Nos guetteurs ont vu des cadrans mais n’en n’ont pas compris le fonctionnement, alors ils essaient, sans tenir compte que le beffroi n’est pas orienté (environ 20° de décalage avec le nord), sans tracer de méridienne. Les résultats ne sont pas à la hauteur de leurs espérances, alors ils recommencent, sans vraiment comprendre… et sans se lasser, très intrigués, curieux et refaisant les mêmes erreurs, consciencieusement. Témoins pas moins de douze cadrans sculptés sur le beffroi. Neuf sur la face sud, deux à l’est et un à l’ouest. Un des cadrans porte la date 1619.
La gravure est artisanale, effectuée par des gens simples, une facture maladroite, sans décor. Nos apprentis en ‘gnomons’ ont copié les formes, parfois tracé des lignes horaires, gravé des chiffres. Preuve de leur peu de culture, sur un même cadran, on retrouve, mêlés, des chiffres romains et des chiffres arabes. Nos veilleurs ne maîtrisaient pas vraiment l’écriture.
A la suite de leurs essais décevants, les guetteurs ont dû parler et raconter leur mésaventure. Un connaisseur est alors monté sur le beffroi, a gravé une méridienne et planté un style oblique, là où il fallait. Le problème était enfin résolu !
L’heure était exacte en haut du Kappelturm,… du moins, les jours où le soleil brillait !

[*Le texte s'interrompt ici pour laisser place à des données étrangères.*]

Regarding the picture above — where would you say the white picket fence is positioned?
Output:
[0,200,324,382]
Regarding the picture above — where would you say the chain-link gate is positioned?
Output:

Les cadrans solaires du Kappelturm restent un humble témoignage, fort émouvant, de gens simples d’un passé révolu.

Sources
  • J. Gyss, Histoire de la Ville d’Obernai, 1866
  • X. Ohresser, L’ancienne Kappellkirche et son clocher, SHABDO 1970
  • R. Rohr, Les cadrans solaires du Kappelturm, SHADBO 1980
Illustrations
  • Console sous une échauguette
  • Balustrade
  • Blason du bourgmestre Johan Muszer
  • Salle des veilleurs
  • Cloche extérieure
  • Cloche et charpente du clocher
  • Cadran solaire
  • Cadran solaire et sa méridienne
  • Gargouille de la balustrade
  • Deux des nombreux écussons gravés
  • Fleuron d’échauguette
  • Lithographie de Charles Bour 1850

Le choix des illustrations fut difficile.

Merci à Monsieur le Maire pour cette visite inoubliable!

Visite

Pour raisons de sécurité, l’accès au Kappelturm n’est pas autorisé. On peut néanmoins admirer le beffroi de chaque endroit de la ville. Nous conseillons le tour des remparts et une montée à pied au Mont National, de là haut, vous dominerez la ville comme les anciens guetteurs.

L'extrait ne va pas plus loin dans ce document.